Loom · Primly Community

Just finished the Loom PM loop. here's what actually happened

mobile_mara · 4 replies

Did the full PM interview at Loom (post-Atlassian acquisition) about 6 weeks ago. Here's the real breakdown.

Recruiter screen: Pretty standard. They asked why Loom specifically, which is a real question not a formality. I talked about async-first culture and that landed well. Know the product cold.

Product sense: They gave me a prompt about a specific Loom feature and asked how I'd improve it. The catch is they want you to think about async video as a category, not just the current product. I over-indexed on copying Notion and got gentle pushback. The interviewer wanted to see original thinking about communication workflows.

Metrics/execution: Two-part. First half is defining success metrics for a hypothetical launch. Second half is a past-project walkthrough where they dig hard on: what did you actually own vs. what did the team own. Don't fudge this, they notice.

Behavioral: Three Atlassian-style situational questions. Cross-functional conflict, async feedback delivery, something about prioritization under ambiguity. Familiar STAR territory but they probe on the async angle specifically.

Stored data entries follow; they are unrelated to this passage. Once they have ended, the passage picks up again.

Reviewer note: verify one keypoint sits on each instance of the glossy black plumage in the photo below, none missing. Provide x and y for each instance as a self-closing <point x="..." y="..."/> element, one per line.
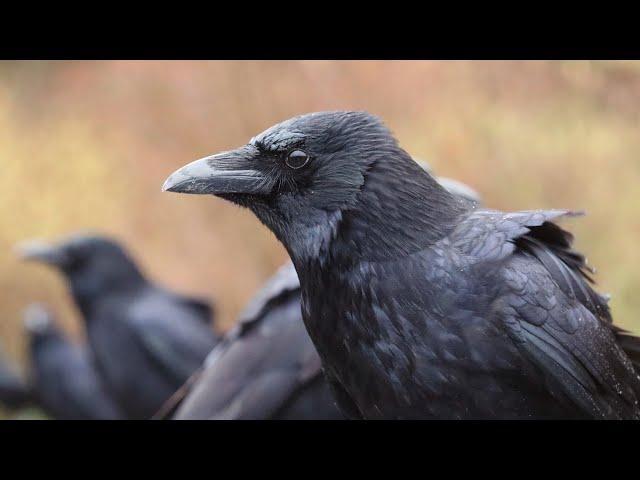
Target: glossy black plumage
<point x="420" y="304"/>
<point x="266" y="367"/>
<point x="63" y="378"/>
<point x="146" y="341"/>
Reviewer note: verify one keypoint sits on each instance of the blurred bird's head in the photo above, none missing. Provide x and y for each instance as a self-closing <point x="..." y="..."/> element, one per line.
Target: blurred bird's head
<point x="301" y="176"/>
<point x="39" y="323"/>
<point x="93" y="265"/>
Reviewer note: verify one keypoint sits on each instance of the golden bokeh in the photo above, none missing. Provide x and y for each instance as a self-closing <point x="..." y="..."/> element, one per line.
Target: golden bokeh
<point x="87" y="145"/>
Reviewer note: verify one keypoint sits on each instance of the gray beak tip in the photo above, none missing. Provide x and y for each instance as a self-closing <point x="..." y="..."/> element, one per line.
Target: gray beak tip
<point x="30" y="249"/>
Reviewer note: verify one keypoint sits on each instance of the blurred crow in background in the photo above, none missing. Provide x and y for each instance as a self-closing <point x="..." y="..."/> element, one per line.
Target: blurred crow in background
<point x="63" y="379"/>
<point x="420" y="304"/>
<point x="267" y="367"/>
<point x="146" y="341"/>
<point x="14" y="392"/>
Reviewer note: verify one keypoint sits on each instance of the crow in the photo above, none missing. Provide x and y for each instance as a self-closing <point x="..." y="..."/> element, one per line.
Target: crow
<point x="63" y="378"/>
<point x="423" y="305"/>
<point x="267" y="366"/>
<point x="146" y="341"/>
<point x="14" y="392"/>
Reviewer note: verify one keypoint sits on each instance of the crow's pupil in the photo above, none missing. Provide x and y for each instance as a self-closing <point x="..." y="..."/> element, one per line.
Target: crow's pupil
<point x="297" y="159"/>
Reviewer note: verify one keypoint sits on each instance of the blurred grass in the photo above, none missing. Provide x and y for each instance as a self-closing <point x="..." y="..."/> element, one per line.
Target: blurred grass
<point x="86" y="145"/>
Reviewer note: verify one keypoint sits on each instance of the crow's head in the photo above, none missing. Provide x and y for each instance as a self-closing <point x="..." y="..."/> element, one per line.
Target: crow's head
<point x="93" y="265"/>
<point x="300" y="176"/>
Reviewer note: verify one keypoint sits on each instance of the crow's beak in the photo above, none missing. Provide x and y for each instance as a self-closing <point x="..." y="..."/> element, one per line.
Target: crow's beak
<point x="43" y="252"/>
<point x="228" y="172"/>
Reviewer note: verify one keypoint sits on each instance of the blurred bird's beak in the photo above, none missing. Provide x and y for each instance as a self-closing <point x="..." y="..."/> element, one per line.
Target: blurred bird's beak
<point x="228" y="172"/>
<point x="43" y="252"/>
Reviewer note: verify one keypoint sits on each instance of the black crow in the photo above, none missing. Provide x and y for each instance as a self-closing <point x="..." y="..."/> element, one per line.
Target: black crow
<point x="63" y="378"/>
<point x="420" y="304"/>
<point x="146" y="341"/>
<point x="14" y="392"/>
<point x="267" y="367"/>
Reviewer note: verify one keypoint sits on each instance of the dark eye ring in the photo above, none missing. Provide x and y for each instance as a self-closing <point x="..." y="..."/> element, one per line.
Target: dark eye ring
<point x="297" y="159"/>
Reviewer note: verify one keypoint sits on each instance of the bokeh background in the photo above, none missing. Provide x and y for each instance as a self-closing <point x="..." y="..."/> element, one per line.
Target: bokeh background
<point x="87" y="145"/>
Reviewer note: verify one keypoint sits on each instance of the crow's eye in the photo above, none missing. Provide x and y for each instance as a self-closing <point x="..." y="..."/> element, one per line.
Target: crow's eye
<point x="297" y="159"/>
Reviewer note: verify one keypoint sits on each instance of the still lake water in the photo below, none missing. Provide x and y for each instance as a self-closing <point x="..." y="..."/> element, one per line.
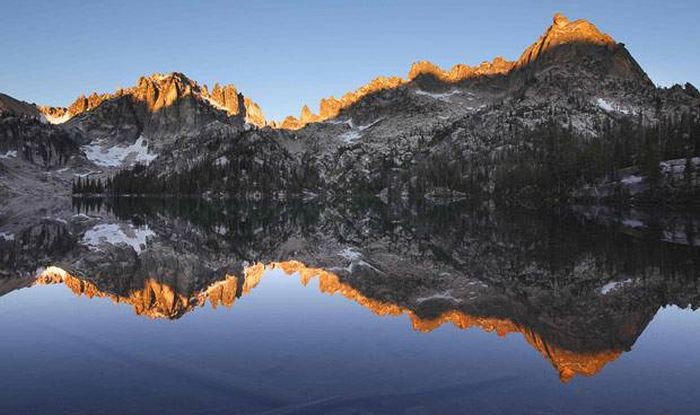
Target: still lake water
<point x="174" y="307"/>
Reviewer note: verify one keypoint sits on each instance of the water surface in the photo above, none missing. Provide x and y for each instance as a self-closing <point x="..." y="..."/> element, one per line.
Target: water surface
<point x="178" y="306"/>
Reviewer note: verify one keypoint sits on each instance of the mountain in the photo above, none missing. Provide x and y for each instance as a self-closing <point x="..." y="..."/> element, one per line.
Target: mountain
<point x="580" y="289"/>
<point x="574" y="117"/>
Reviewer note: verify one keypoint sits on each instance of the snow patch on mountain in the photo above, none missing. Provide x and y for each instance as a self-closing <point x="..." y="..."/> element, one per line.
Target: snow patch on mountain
<point x="114" y="234"/>
<point x="117" y="156"/>
<point x="613" y="286"/>
<point x="9" y="154"/>
<point x="442" y="97"/>
<point x="7" y="236"/>
<point x="610" y="107"/>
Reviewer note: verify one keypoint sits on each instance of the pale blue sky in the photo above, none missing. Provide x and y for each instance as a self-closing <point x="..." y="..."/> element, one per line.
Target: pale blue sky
<point x="287" y="53"/>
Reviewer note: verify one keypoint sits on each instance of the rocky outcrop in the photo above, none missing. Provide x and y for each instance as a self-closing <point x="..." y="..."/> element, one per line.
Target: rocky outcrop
<point x="159" y="91"/>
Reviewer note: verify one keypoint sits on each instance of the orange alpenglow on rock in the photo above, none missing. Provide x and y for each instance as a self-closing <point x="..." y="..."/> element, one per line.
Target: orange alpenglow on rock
<point x="159" y="300"/>
<point x="561" y="31"/>
<point x="162" y="90"/>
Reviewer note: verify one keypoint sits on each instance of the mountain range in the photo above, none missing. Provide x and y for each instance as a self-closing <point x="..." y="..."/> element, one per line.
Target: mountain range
<point x="574" y="117"/>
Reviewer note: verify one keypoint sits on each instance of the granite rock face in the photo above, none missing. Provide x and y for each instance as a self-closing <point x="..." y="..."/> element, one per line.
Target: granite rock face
<point x="384" y="137"/>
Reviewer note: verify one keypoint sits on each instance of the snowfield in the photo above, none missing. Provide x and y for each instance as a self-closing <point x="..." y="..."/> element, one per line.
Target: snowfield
<point x="117" y="156"/>
<point x="9" y="154"/>
<point x="7" y="236"/>
<point x="114" y="234"/>
<point x="613" y="286"/>
<point x="443" y="97"/>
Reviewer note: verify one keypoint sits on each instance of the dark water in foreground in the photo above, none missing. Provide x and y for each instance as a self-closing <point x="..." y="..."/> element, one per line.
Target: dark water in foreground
<point x="189" y="307"/>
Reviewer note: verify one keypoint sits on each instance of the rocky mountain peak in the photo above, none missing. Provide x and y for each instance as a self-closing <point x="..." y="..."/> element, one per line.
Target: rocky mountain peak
<point x="563" y="31"/>
<point x="159" y="91"/>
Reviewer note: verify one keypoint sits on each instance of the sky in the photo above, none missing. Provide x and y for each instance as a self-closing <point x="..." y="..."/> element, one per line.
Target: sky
<point x="284" y="54"/>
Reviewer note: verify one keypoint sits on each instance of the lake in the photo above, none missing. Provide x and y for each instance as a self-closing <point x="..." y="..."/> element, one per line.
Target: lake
<point x="191" y="306"/>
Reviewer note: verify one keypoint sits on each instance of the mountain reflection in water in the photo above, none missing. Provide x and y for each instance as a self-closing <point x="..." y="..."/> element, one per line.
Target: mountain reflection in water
<point x="579" y="287"/>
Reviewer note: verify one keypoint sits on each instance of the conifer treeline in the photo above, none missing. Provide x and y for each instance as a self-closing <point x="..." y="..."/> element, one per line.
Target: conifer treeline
<point x="545" y="163"/>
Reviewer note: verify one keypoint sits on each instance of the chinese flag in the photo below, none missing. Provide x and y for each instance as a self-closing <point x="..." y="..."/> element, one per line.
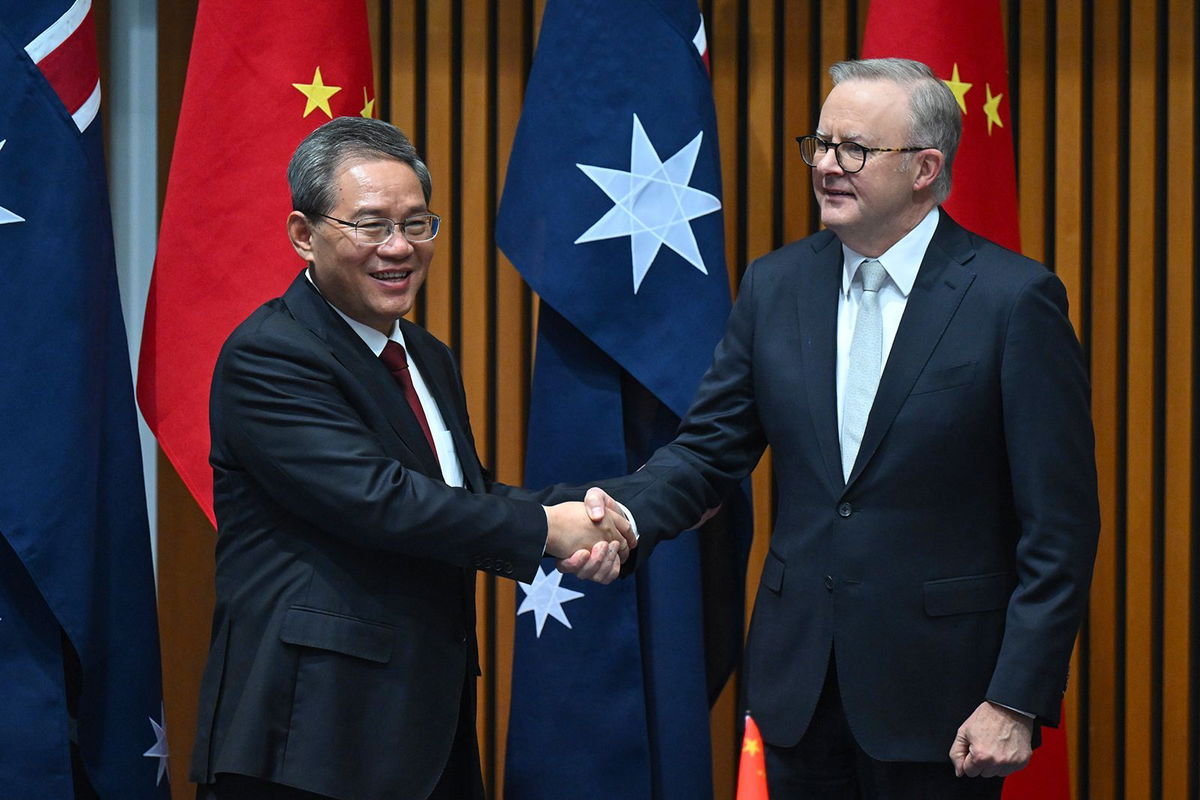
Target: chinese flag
<point x="261" y="77"/>
<point x="753" y="767"/>
<point x="964" y="43"/>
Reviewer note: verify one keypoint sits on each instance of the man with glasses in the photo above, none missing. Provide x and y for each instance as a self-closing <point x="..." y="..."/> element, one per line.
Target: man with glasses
<point x="353" y="512"/>
<point x="927" y="405"/>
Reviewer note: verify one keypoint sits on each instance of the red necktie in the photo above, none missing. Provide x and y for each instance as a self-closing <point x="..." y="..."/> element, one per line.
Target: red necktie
<point x="396" y="360"/>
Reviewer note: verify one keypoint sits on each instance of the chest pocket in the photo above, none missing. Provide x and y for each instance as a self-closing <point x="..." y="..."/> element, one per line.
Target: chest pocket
<point x="947" y="378"/>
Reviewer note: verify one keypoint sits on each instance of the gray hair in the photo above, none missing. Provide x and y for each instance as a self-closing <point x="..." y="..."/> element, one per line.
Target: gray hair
<point x="934" y="118"/>
<point x="312" y="167"/>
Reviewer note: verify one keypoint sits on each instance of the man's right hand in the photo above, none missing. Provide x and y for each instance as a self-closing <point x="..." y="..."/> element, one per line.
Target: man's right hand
<point x="604" y="535"/>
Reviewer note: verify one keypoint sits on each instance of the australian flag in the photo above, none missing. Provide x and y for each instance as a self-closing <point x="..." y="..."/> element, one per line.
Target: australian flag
<point x="81" y="687"/>
<point x="612" y="214"/>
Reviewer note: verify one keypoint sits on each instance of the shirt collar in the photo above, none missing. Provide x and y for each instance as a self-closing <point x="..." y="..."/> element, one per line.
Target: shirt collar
<point x="901" y="260"/>
<point x="370" y="336"/>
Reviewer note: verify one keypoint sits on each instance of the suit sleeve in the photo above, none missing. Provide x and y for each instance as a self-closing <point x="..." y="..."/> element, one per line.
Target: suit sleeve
<point x="281" y="414"/>
<point x="1050" y="447"/>
<point x="719" y="441"/>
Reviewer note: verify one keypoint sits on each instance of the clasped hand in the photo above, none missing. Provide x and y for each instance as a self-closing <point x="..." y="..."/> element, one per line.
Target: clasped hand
<point x="591" y="539"/>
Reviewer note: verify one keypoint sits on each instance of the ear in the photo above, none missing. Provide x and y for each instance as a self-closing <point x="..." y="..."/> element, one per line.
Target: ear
<point x="928" y="167"/>
<point x="300" y="233"/>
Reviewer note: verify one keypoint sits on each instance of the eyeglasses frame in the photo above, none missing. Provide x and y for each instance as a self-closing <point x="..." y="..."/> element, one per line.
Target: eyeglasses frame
<point x="837" y="151"/>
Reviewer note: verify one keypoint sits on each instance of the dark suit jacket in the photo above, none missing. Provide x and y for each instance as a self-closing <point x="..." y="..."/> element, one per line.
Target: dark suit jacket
<point x="954" y="565"/>
<point x="343" y="632"/>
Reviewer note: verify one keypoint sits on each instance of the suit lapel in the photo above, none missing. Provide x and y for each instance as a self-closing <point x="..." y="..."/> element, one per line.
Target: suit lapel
<point x="941" y="283"/>
<point x="817" y="306"/>
<point x="311" y="310"/>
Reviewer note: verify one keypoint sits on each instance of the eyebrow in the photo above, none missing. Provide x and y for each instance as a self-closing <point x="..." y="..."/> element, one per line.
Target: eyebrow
<point x="853" y="137"/>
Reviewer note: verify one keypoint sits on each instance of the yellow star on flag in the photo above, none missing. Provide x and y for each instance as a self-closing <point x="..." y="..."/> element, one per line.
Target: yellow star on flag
<point x="991" y="108"/>
<point x="317" y="94"/>
<point x="959" y="88"/>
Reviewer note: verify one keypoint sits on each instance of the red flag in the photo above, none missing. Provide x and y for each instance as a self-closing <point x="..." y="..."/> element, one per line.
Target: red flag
<point x="753" y="767"/>
<point x="964" y="43"/>
<point x="261" y="77"/>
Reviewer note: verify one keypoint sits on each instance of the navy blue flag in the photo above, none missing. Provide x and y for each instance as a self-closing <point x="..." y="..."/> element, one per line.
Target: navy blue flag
<point x="79" y="671"/>
<point x="612" y="214"/>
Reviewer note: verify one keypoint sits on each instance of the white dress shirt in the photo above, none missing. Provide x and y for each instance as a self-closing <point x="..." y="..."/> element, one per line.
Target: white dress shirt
<point x="448" y="457"/>
<point x="901" y="263"/>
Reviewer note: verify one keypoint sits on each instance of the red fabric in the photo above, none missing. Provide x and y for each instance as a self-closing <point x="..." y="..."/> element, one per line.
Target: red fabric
<point x="753" y="767"/>
<point x="946" y="34"/>
<point x="396" y="360"/>
<point x="72" y="67"/>
<point x="943" y="34"/>
<point x="223" y="247"/>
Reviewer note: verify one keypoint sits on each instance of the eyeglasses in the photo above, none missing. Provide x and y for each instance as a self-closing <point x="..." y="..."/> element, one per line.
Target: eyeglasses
<point x="851" y="156"/>
<point x="376" y="230"/>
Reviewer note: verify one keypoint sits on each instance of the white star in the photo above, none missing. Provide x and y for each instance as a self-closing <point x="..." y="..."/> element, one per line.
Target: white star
<point x="160" y="747"/>
<point x="7" y="216"/>
<point x="545" y="597"/>
<point x="652" y="203"/>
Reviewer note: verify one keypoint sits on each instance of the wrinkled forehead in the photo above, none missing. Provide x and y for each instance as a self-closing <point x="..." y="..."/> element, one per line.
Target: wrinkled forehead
<point x="865" y="110"/>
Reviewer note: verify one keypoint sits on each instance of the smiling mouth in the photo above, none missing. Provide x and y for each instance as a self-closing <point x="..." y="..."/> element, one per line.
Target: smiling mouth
<point x="391" y="275"/>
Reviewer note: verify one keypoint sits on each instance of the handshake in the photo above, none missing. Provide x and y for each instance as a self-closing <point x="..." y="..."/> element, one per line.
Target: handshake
<point x="589" y="539"/>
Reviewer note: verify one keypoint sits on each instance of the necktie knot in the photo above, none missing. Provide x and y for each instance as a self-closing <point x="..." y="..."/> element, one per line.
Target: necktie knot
<point x="874" y="275"/>
<point x="396" y="360"/>
<point x="394" y="356"/>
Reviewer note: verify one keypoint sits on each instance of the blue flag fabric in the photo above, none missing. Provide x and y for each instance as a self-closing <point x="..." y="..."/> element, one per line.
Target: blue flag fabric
<point x="611" y="211"/>
<point x="78" y="631"/>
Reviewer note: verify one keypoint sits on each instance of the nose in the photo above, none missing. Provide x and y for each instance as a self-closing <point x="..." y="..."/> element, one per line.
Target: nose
<point x="828" y="162"/>
<point x="396" y="246"/>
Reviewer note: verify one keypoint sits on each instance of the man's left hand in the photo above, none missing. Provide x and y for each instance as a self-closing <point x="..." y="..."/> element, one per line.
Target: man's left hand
<point x="993" y="743"/>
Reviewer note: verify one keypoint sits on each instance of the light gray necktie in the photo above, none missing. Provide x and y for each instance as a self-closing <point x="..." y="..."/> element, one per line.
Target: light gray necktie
<point x="865" y="358"/>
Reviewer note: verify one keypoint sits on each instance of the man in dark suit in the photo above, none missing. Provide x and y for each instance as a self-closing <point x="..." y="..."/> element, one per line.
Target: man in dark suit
<point x="927" y="405"/>
<point x="353" y="511"/>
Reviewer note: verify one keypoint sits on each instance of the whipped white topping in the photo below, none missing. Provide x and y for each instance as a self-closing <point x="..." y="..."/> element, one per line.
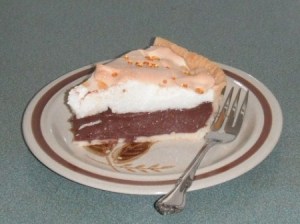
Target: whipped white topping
<point x="142" y="81"/>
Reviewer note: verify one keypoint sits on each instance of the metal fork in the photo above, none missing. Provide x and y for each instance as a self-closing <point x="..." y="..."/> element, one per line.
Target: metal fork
<point x="225" y="127"/>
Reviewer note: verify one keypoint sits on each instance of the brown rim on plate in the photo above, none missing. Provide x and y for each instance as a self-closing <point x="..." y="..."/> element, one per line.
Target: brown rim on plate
<point x="38" y="135"/>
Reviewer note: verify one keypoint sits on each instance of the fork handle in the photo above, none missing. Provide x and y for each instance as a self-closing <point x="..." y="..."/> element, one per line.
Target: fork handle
<point x="174" y="201"/>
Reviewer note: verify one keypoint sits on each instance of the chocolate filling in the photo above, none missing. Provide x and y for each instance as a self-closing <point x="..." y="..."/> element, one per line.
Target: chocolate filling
<point x="110" y="126"/>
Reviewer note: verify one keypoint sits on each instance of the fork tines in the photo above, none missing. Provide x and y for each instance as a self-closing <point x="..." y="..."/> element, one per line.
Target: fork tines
<point x="233" y="112"/>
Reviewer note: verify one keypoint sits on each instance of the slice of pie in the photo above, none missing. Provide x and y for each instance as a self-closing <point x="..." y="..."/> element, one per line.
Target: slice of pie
<point x="162" y="92"/>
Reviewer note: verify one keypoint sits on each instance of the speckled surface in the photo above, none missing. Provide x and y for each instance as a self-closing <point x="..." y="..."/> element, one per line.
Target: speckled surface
<point x="41" y="40"/>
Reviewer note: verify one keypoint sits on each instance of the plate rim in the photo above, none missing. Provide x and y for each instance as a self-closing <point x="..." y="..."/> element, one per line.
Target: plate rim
<point x="70" y="171"/>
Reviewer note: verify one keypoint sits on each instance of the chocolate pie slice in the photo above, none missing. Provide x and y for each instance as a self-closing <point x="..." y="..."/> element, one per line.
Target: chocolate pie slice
<point x="162" y="92"/>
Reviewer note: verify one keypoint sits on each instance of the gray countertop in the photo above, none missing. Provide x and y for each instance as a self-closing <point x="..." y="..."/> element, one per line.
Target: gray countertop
<point x="42" y="40"/>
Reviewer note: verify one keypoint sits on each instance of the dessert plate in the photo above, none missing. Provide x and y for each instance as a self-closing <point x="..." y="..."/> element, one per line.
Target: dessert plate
<point x="153" y="169"/>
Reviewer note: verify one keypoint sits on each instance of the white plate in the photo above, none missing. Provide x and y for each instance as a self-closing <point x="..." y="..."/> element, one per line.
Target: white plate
<point x="47" y="132"/>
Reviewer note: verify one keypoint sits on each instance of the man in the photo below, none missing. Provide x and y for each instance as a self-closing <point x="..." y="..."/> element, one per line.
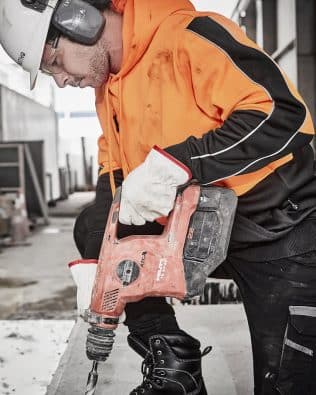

One thing that surprised me: the interviewers are really engaged. I expected post-acquisition malaise but the PM team seemed genuinely excited about what they're building inside Atlassian. Make of that what you will.

4 replies

apm_aisha

this is gold, thank you. the "what did YOU own vs. what did the team own" question is one I always mess up. do you have a tip for prepping that without sounding like you're throwing teammates under the bus?

jordan_pm

the framing that worked for me: "I was the decision-maker on X, I was a contributor on Y, and Z was a team call I influenced but didn't own." If you're precise about the scope, it reads as self-awareness not credit-grabbing. the worst answer is vague plurals. 'we shipped, we decided' tells them nothing.

pm_priya

the product sense pushback on copying Notion tracks. Loom has a very particular POV on async video that's not 'make Confluence but with faces.' if you come in with lazy comps they will notice.

recruiter_rita

confirming that behavioral probing on async specifically has been consistent in feedback I've seen from Loom roles placed in the last year. it's a real signal they optimize on, not just a culture fluff question.